А долго ли ему будет весело шить кукол?
– Я не знаю, Тихея. Правда не знаю. Кажется, уже ничего не знаю. Я даже не уверен, что меня так просто отпустят. Даже после того, что я сделал.
– Почему же? – вздохнула я, – Неужели настолько особенный?
Он дернул плечами как-то нервно и опустил голову, рассматривая, как расходятся круги на воде.
– Я сын одной из основных ветвей. Той, в которой последний раз проявлялся пророческий дар. Да еще и весь такой умненький – мамина радость. Такие как я или Атэ – довольно важные детальки в системе, понимаешь?
Я улыбнулась и погладила его по голове.
– А до того, как похищать меня, ты не думал о том, что это может не сработать, деталька ты дурная?
Он тоже захихикал.
– Знаешь… Я ведь тоже еще не очень взрослый! И тоже могу выкидывать глупости. Я на полном серьезе думал жить среди людей! – он повернулся ко мне и его лицо озаряла немного кривоватая, но шаловливая улыбка, – Представляешь? Да я за месяц так истосковался по дому, что даже не смог еще недельку подождать и дожать тебя, чтоб ты сама со мной полетела!
Я закивала.
– А я ведь почти согласилась!
– Вот-вот! Ты бы согласилась! – закивал он мне в ответ, – Я же мог поступить разумно? Еще как мог! Но я скучал по маме и отцу, по дому… По слугам, которые все приносят, тоже скучал! А как я скучал по деньгам? Ты бы знала! Недельку бы мне еще – и ты бы сама вприпрыжку на Эту Сторону бежала. Но я уже не мог ждать.
Я спорить не стала. Потому что скорее всего – да, бежала бы вприпрыжку.
– Бежала бы… – повторила я эхом свою мысль, – Как не побежать, когда тебе дают шанс узнать что-то, что никто не знает? Своими глазами увидеть то, от чего у других мурашки по коже. Та Сторона, о которой столько говорят, в сторону которой порой даже смотреть боятся. Байки, суеверия, мифы и сказки, – перечисляла я, – Пропавшие без вести люди и пугалки для детей. Даже представить не получалось, что тут может быть. А я своими глазами вижу.

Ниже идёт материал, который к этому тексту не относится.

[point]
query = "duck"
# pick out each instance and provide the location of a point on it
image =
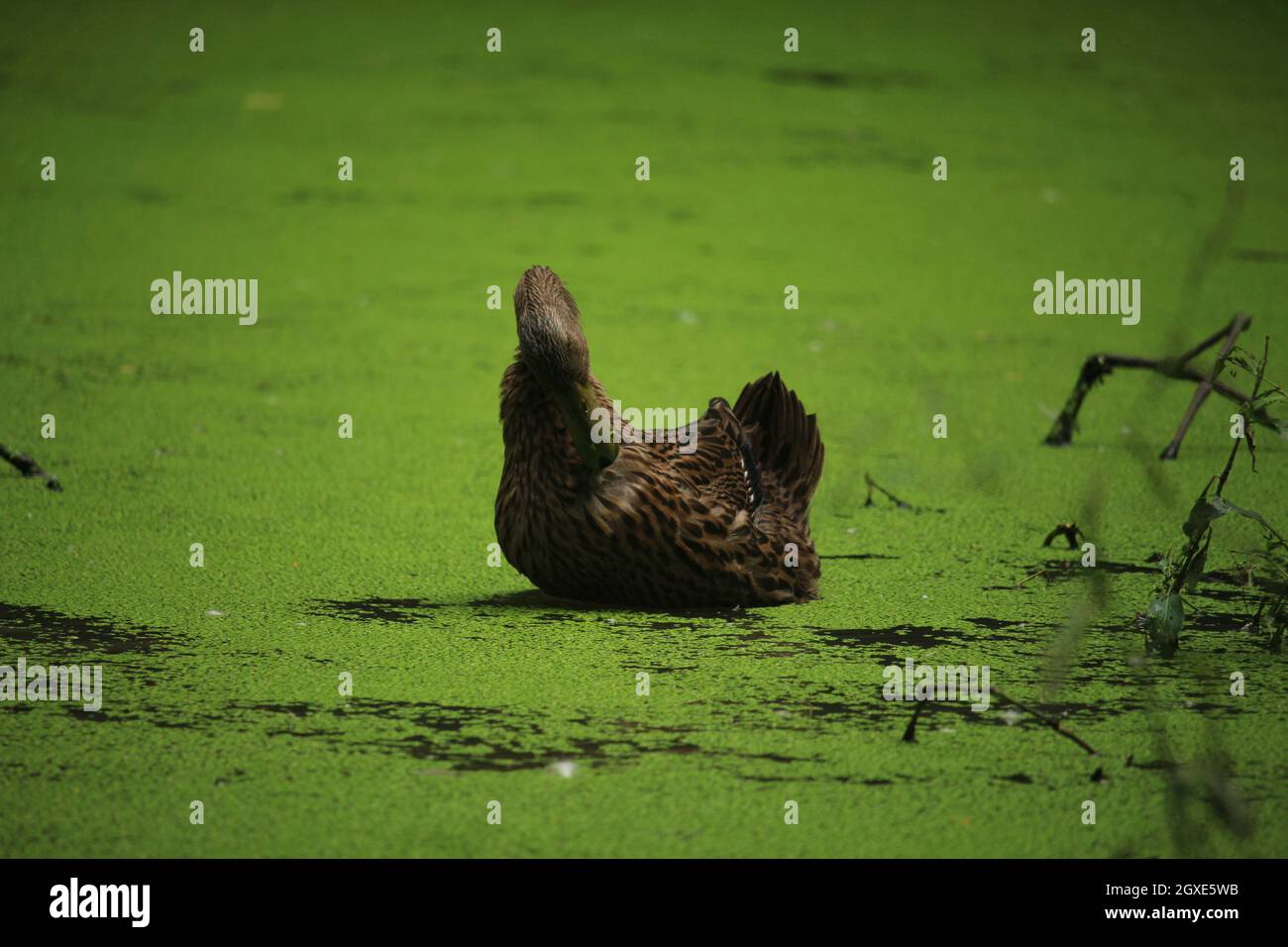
(711, 515)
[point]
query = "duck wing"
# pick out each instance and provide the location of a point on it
(784, 444)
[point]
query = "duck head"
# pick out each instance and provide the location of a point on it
(554, 350)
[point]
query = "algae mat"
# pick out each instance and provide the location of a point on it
(369, 557)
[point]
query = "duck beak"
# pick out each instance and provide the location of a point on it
(590, 431)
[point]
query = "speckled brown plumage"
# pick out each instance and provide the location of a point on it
(655, 527)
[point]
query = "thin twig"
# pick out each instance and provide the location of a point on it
(30, 468)
(874, 484)
(1236, 325)
(1050, 722)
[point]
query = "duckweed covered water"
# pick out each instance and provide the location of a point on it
(368, 557)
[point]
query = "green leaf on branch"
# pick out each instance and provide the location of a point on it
(1163, 621)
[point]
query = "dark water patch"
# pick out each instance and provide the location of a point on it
(1056, 571)
(1260, 256)
(467, 737)
(52, 634)
(914, 635)
(402, 611)
(997, 624)
(870, 80)
(1218, 621)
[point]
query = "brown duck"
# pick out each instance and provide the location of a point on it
(636, 521)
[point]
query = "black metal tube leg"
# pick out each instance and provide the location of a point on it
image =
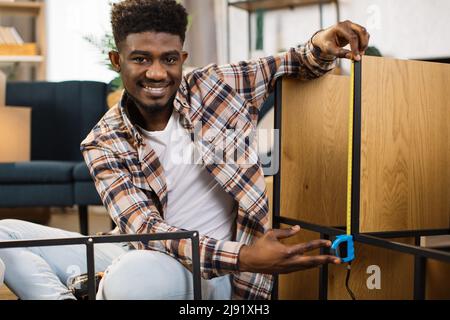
(91, 268)
(83, 217)
(419, 274)
(323, 274)
(196, 267)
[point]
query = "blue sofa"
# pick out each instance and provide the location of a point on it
(63, 113)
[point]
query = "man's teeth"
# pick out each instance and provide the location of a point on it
(155, 90)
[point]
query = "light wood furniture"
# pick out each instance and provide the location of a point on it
(254, 5)
(15, 134)
(37, 11)
(405, 177)
(405, 150)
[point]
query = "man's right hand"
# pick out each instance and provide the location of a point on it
(268, 255)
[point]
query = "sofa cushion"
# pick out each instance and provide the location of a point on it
(62, 115)
(36, 172)
(81, 172)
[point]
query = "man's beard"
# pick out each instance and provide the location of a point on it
(151, 108)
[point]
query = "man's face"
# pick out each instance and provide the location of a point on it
(150, 65)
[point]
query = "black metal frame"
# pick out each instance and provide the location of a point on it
(377, 239)
(90, 241)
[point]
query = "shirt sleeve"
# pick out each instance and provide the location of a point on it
(255, 79)
(134, 212)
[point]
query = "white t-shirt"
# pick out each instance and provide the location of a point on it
(195, 200)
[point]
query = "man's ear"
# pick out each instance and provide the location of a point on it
(114, 57)
(184, 56)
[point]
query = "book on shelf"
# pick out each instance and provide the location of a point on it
(9, 35)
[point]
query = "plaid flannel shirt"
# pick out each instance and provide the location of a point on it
(211, 101)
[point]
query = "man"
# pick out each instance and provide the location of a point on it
(177, 153)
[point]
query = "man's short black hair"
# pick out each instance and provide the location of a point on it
(136, 16)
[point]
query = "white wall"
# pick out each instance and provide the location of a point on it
(70, 57)
(399, 28)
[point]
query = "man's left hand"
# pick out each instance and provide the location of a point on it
(332, 41)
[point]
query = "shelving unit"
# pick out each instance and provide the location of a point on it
(37, 11)
(251, 6)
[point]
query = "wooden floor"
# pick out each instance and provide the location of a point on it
(67, 219)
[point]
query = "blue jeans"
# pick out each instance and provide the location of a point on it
(43, 272)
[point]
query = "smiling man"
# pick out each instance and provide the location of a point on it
(133, 154)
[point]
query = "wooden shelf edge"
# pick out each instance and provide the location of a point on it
(21, 58)
(254, 5)
(8, 8)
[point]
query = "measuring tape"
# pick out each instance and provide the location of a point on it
(343, 246)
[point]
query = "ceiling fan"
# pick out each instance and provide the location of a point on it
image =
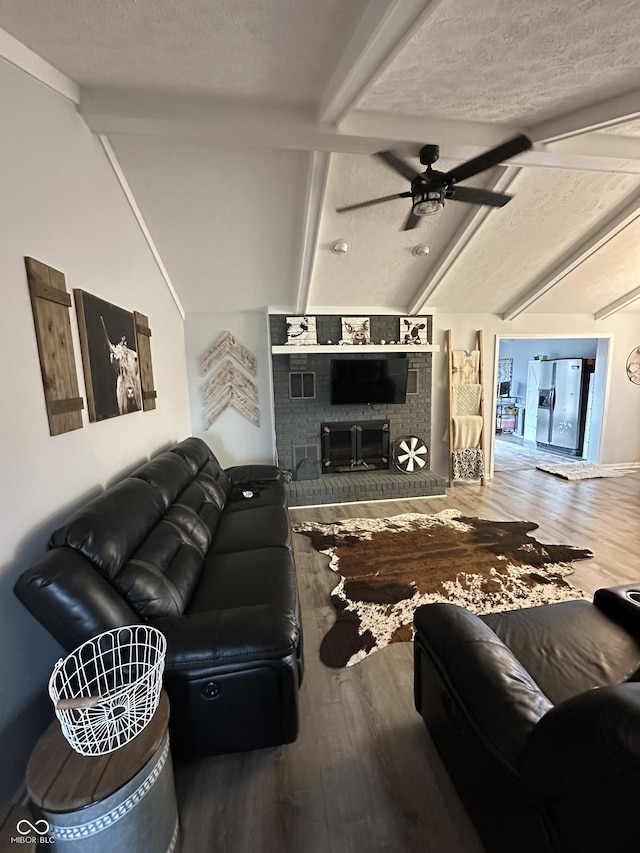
(429, 189)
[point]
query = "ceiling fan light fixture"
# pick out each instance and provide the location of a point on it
(421, 250)
(427, 202)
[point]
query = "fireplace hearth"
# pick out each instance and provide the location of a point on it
(349, 447)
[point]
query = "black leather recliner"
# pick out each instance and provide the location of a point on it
(171, 547)
(536, 715)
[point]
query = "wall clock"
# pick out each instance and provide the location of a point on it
(633, 366)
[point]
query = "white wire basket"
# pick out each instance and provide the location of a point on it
(108, 689)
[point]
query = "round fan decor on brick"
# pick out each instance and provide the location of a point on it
(410, 454)
(387, 567)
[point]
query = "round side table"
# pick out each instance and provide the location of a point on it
(121, 801)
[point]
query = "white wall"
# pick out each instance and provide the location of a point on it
(620, 443)
(61, 204)
(232, 437)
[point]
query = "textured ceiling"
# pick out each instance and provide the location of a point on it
(512, 62)
(241, 126)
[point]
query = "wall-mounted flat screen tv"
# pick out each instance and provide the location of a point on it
(369, 381)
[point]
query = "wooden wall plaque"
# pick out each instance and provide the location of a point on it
(50, 304)
(143, 345)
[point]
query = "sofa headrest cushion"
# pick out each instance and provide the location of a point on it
(160, 577)
(169, 473)
(194, 451)
(109, 529)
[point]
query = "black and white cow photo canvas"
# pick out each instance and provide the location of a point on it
(413, 330)
(356, 330)
(301, 331)
(110, 358)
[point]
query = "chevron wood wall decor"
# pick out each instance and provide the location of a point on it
(232, 397)
(229, 363)
(228, 345)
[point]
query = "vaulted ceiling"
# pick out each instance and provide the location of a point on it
(238, 127)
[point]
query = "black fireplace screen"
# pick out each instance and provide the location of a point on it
(355, 446)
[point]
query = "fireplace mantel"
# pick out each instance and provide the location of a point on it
(285, 349)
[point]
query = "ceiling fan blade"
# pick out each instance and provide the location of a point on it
(412, 221)
(372, 201)
(391, 159)
(516, 145)
(478, 196)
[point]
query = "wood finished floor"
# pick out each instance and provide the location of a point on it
(364, 776)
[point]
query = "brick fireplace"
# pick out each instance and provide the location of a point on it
(299, 421)
(350, 447)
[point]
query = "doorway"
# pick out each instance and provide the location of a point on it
(514, 443)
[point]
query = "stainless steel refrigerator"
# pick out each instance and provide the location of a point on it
(562, 405)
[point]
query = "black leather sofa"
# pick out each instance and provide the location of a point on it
(536, 715)
(178, 546)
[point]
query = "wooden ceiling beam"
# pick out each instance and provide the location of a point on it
(618, 305)
(626, 213)
(593, 117)
(467, 231)
(383, 31)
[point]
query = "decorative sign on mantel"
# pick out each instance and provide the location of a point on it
(232, 367)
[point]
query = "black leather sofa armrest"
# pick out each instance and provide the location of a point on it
(239, 474)
(71, 599)
(622, 604)
(584, 741)
(235, 636)
(493, 694)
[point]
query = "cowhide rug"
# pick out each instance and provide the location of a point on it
(390, 566)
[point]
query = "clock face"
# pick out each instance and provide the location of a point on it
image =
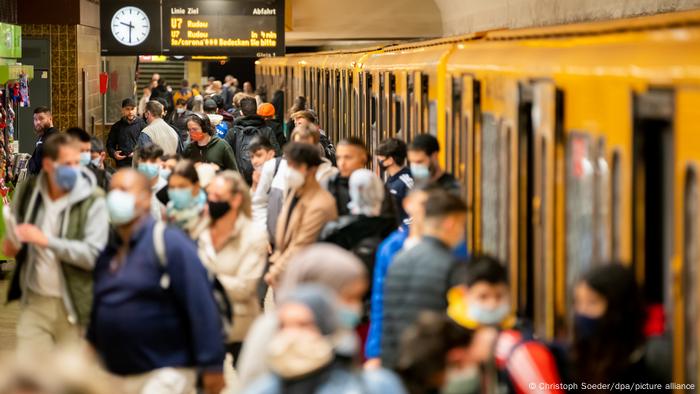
(130, 26)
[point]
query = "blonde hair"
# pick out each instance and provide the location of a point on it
(238, 186)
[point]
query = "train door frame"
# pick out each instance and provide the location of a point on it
(540, 106)
(653, 142)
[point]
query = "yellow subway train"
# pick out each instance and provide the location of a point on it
(576, 145)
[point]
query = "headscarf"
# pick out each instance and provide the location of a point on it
(325, 264)
(366, 193)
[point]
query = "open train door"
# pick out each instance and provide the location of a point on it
(654, 229)
(539, 110)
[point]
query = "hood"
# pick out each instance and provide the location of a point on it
(84, 186)
(215, 119)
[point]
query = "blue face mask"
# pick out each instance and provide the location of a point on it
(121, 207)
(165, 173)
(420, 172)
(66, 177)
(182, 198)
(488, 317)
(349, 318)
(85, 158)
(585, 327)
(150, 170)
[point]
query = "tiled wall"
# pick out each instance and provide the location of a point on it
(73, 48)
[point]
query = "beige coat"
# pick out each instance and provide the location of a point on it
(315, 208)
(239, 266)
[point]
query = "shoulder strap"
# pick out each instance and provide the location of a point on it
(159, 246)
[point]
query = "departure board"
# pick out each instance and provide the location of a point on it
(223, 27)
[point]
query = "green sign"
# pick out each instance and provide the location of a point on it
(10, 41)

Еще бы не побежала!
Икел смотрел на Тишу, свою пару, свою пленницу, свою… Да какую «свою»? Он смотрел на нее, а она смотрела только вдаль, алчно полыхала невнятного цвета глазами, и ее лицо, ее тело, все ее существо выражало такую вселенскую жадность до «чего-то», до всего, до чего дотянется взор, что в душе поселилась тоска.
Она растяпа, наивная и несдержанная, смекалистая порой, но почти ничего не умеющая. Ее благополучие в этом месте полностью зависит от него – это понимал он и, на самом деле, понимала и она. Но только это почему-то не имело ни малейшего значения. Икел почему-то с ужасом предвосхищал момент, когда она все-таки вырвется. И попробуй разбери – в какую сторону? Назад – домой? Или побежит, сверкая пятками, вглубь континента, чтобы посмотреть, что прячется дальше их небольшого приграничного государства?